Here's a paragraph from the book that just makes me swoon.

“Why love the boy in a March field with his kite braving the sky? Because our fingers burn with the hot string singeing our hands. Why love some girl viewed from a train bent to a country well? The tongue remembers iron water cool on some long lost noon. Why weep at strangers dead by the road? They resemble friends unseen in forty years. Why laugh when clowns are hot by pies? We taste custard we taste life. Why love the woman who is your wife? Her nose breathes the air of a world that I know; therefore I love that nose. Her ears hear music I might sing half the night through; therefore I love her ears. Her eyes delight in seasons of the land; and so I love those eyes. Her tongue knows quince, peach, chokeberry, mint and lime; I love to hear it speaking. Because her flesh knows heat, cold, affliction, I know fire, snow, and pain. Shared and once again shared experience. Billions of prickling textures. Cut one sense away, cut part of life away. Cut two senses; life halves itself on the instant. We love what we know, we love what we are. Common cause, common cause, common cause of mouth, eye, ear, tongue, hand, nose, flesh, heart, and soul.”

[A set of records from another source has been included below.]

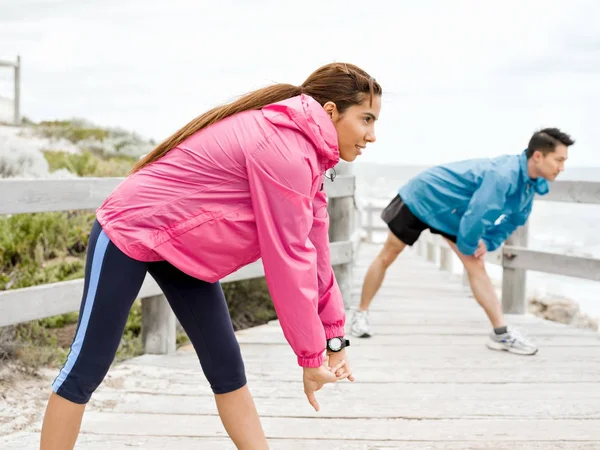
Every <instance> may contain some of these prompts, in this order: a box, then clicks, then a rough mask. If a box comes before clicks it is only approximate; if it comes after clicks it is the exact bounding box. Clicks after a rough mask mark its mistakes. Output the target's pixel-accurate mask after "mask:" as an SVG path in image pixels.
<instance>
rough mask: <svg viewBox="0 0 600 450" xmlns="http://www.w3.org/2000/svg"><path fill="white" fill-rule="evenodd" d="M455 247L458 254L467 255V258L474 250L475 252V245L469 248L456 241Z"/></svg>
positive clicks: (472, 252)
mask: <svg viewBox="0 0 600 450" xmlns="http://www.w3.org/2000/svg"><path fill="white" fill-rule="evenodd" d="M456 247H457V248H458V250H460V252H461V253H462V254H463V255H467V256H472V255H473V253H475V250H477V245H476V246H474V247H473V246H471V245H469V244H465V243H464V242H461V241H458V242H457V243H456Z"/></svg>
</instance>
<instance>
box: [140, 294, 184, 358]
mask: <svg viewBox="0 0 600 450" xmlns="http://www.w3.org/2000/svg"><path fill="white" fill-rule="evenodd" d="M142 342H143V344H144V351H145V353H149V354H152V355H166V354H169V353H173V352H174V351H175V348H176V320H175V314H173V311H172V310H171V307H170V306H169V302H167V299H166V297H165V296H164V295H155V296H153V297H146V298H142Z"/></svg>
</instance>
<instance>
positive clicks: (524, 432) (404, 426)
mask: <svg viewBox="0 0 600 450" xmlns="http://www.w3.org/2000/svg"><path fill="white" fill-rule="evenodd" d="M261 421H262V424H263V427H264V429H265V434H266V435H267V437H268V438H271V439H290V438H292V439H319V438H322V437H323V436H327V438H328V439H354V440H365V439H366V440H371V439H372V440H408V439H411V440H448V438H449V437H450V438H451V439H453V440H473V441H508V440H534V441H536V440H570V441H580V440H581V441H589V440H600V420H596V419H594V420H582V421H578V420H543V419H539V420H537V419H536V420H532V421H529V420H519V421H514V420H510V419H487V420H484V419H481V420H460V419H459V420H403V419H371V418H368V419H367V418H364V419H352V420H351V421H349V420H345V419H333V418H332V419H328V420H320V419H319V418H318V415H317V413H310V412H308V413H307V417H306V418H282V417H265V418H263V419H262V420H261ZM82 431H83V432H84V433H85V432H88V433H95V434H104V435H129V436H132V435H133V436H140V435H141V436H198V437H207V436H211V437H220V436H221V435H222V433H223V431H222V425H221V421H220V420H219V418H218V417H217V416H201V417H196V416H194V415H186V414H179V415H177V420H173V417H172V416H169V415H168V414H144V415H132V414H122V413H103V412H96V411H89V412H86V415H85V416H84V420H83V424H82Z"/></svg>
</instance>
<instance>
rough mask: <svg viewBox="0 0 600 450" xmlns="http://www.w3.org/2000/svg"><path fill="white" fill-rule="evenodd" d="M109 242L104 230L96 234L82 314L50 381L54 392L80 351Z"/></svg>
mask: <svg viewBox="0 0 600 450" xmlns="http://www.w3.org/2000/svg"><path fill="white" fill-rule="evenodd" d="M109 243H110V239H109V238H108V236H107V235H106V234H105V233H104V231H102V232H101V233H100V234H99V235H98V239H97V240H96V247H95V248H94V256H93V258H92V270H91V271H90V281H89V286H88V292H87V296H86V298H85V306H84V307H83V315H82V317H81V320H80V324H79V328H78V330H77V334H76V335H75V339H74V340H73V344H71V351H70V352H69V357H68V358H67V362H66V363H65V365H64V366H63V368H62V369H61V371H60V373H59V374H58V377H56V380H54V383H52V389H53V390H54V392H58V390H59V389H60V387H61V386H62V384H63V383H64V382H65V380H66V379H67V377H68V376H69V374H70V373H71V370H73V366H74V365H75V363H76V362H77V358H78V357H79V352H81V347H82V346H83V340H84V338H85V334H86V332H87V327H88V324H89V322H90V314H91V313H92V308H93V307H94V300H95V299H96V292H97V290H98V280H99V279H100V270H101V269H102V262H103V261H104V254H105V253H106V248H107V247H108V244H109Z"/></svg>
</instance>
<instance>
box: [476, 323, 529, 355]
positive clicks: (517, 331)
mask: <svg viewBox="0 0 600 450" xmlns="http://www.w3.org/2000/svg"><path fill="white" fill-rule="evenodd" d="M487 347H488V348H489V349H492V350H501V351H505V352H510V353H516V354H518V355H535V354H536V353H537V350H538V349H537V347H536V345H535V344H534V343H533V342H531V341H530V340H529V339H528V338H527V337H525V336H524V335H523V334H522V333H520V332H519V331H518V330H514V329H508V330H507V331H506V333H504V334H496V333H494V332H493V331H492V332H491V333H490V335H489V338H488V342H487Z"/></svg>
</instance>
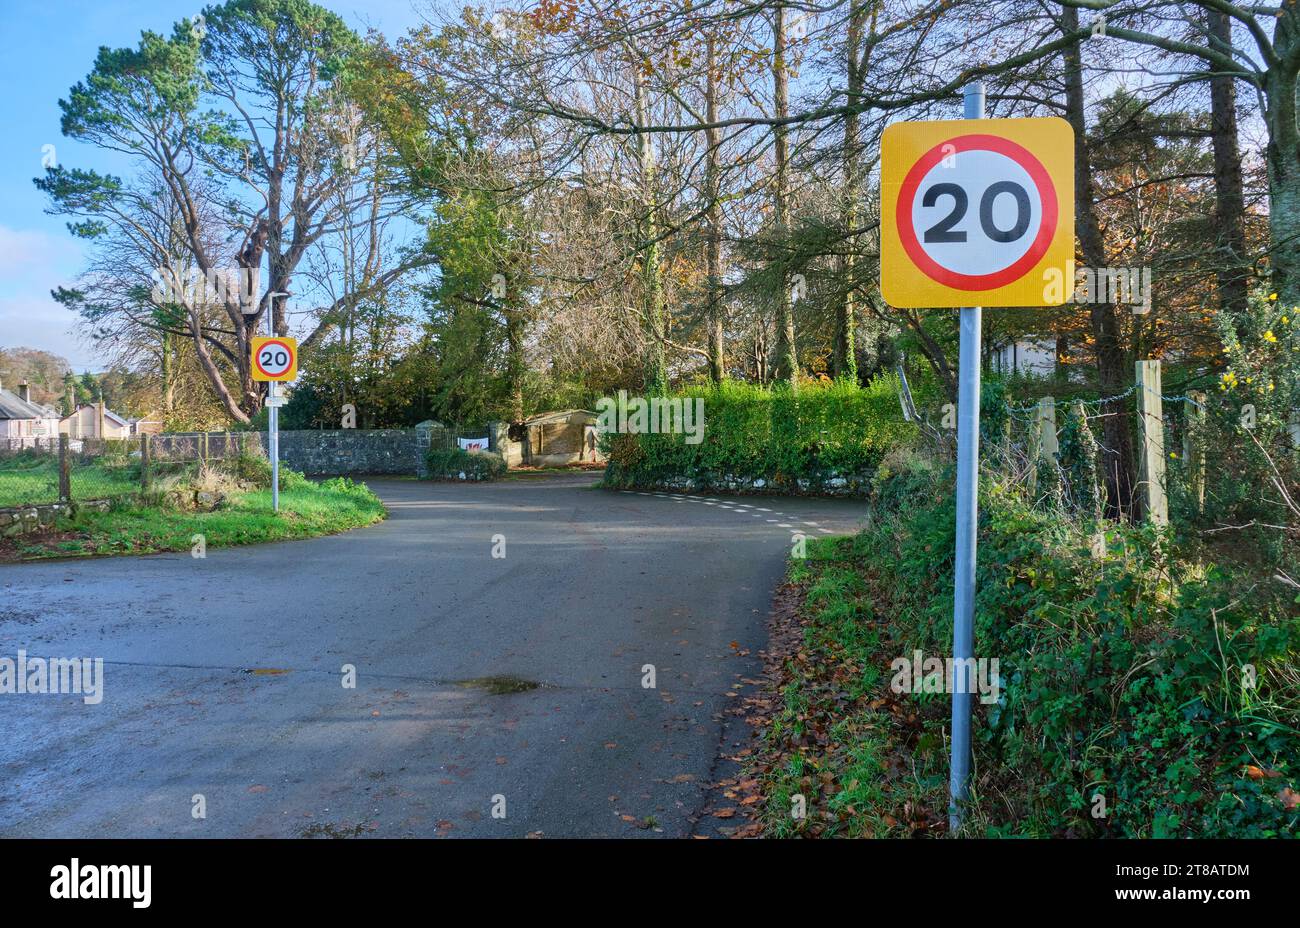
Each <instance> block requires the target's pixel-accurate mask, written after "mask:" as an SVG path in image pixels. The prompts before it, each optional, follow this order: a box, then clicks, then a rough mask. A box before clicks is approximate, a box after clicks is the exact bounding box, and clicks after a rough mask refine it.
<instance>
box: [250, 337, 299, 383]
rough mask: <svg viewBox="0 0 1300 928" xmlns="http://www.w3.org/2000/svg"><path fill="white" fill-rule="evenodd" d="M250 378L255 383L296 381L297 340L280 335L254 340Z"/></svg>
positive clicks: (253, 341)
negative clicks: (277, 381) (263, 382)
mask: <svg viewBox="0 0 1300 928" xmlns="http://www.w3.org/2000/svg"><path fill="white" fill-rule="evenodd" d="M252 378H253V380H255V381H292V380H298V339H296V338H283V337H279V335H277V337H274V338H272V337H270V335H259V337H256V338H253V339H252Z"/></svg>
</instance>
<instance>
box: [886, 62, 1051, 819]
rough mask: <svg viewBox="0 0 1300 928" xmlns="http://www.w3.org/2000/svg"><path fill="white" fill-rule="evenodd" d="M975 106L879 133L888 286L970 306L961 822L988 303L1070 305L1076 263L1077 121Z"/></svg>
mask: <svg viewBox="0 0 1300 928" xmlns="http://www.w3.org/2000/svg"><path fill="white" fill-rule="evenodd" d="M965 116H966V118H965V120H953V121H944V120H937V121H922V122H896V123H893V125H889V126H885V130H884V134H883V135H881V136H880V192H881V198H880V292H881V295H883V296H884V298H885V300H887V302H888V303H889V304H891V305H894V307H911V308H937V307H954V308H957V309H958V313H959V316H958V322H959V330H961V348H959V354H961V357H959V368H958V374H957V525H956V529H957V534H956V541H957V545H956V555H954V577H953V658H952V662H953V663H952V677H950V680H949V685H950V689H952V695H953V717H952V727H953V729H952V745H953V754H952V772H950V776H949V807H948V824H949V829H950V831H956V829H957V828H958V827H959V825H961V818H962V803H963V802H965V801H966V798H967V792H969V779H970V764H971V695H972V690H975V539H976V528H978V522H979V381H980V324H982V315H983V307H1032V305H1058V304H1061V303H1062V302H1063V300H1065V294H1066V291H1067V290H1073V281H1071V282H1070V285H1069V286H1067V285H1066V277H1067V276H1073V270H1071V268H1073V263H1074V130H1073V129H1071V127H1070V123H1069V122H1066V121H1065V120H1060V118H1054V117H1047V118H1017V120H987V118H984V84H982V83H972V84H971V86H970V87H967V90H966V113H965ZM1053 282H1054V286H1053ZM971 303H979V304H980V305H970V304H971Z"/></svg>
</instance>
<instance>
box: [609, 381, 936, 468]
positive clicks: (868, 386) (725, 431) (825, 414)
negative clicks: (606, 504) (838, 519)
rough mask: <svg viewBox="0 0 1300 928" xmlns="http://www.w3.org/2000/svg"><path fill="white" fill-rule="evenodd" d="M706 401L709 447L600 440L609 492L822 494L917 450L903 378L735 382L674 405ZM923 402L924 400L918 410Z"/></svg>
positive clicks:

Gorgeous. That's Bradbury in a nutshell.

Now comes word that David Leslie Johnson has been hired to write the script for the film that Seth Grahame-Smith will be directing for Disney. It seems like coincidence that I'd be writing about this right after writing about “Terminator: Genisys,” since one of the screenwriters on that film, Laeta Kalogridis, was involved with another version of “Something Wicked This Way Comes” that was supposed to be directed by Robert Zemeckis. I don't know if the plan was for live-action or for one of his performance-capture animated films, but I would love to have seen that version just out of curiosity.

If you're unfamiliar with the book, it's about two young boys who are best friends and what happen when a mysterious carnival blows into town. While the adults are all busy getting their various wishes fulfilled, the boys begin to investigate Mr. Dark, the ringmaster, and the rest of the carnival, convinced something evil is afoot.

Right now, “Pride and Prejudice and Zombies” is shooting, based on Grahame-Smith's novel, so it seems only fitting that he would work right now on adapting someone else's book. I like Johnson as a writer, but I'm not sure he's been well-served by some of the filmmakers he's worked with in the past. I'll be curious to see how they approach this, and how faithful an adaptation it's going to be.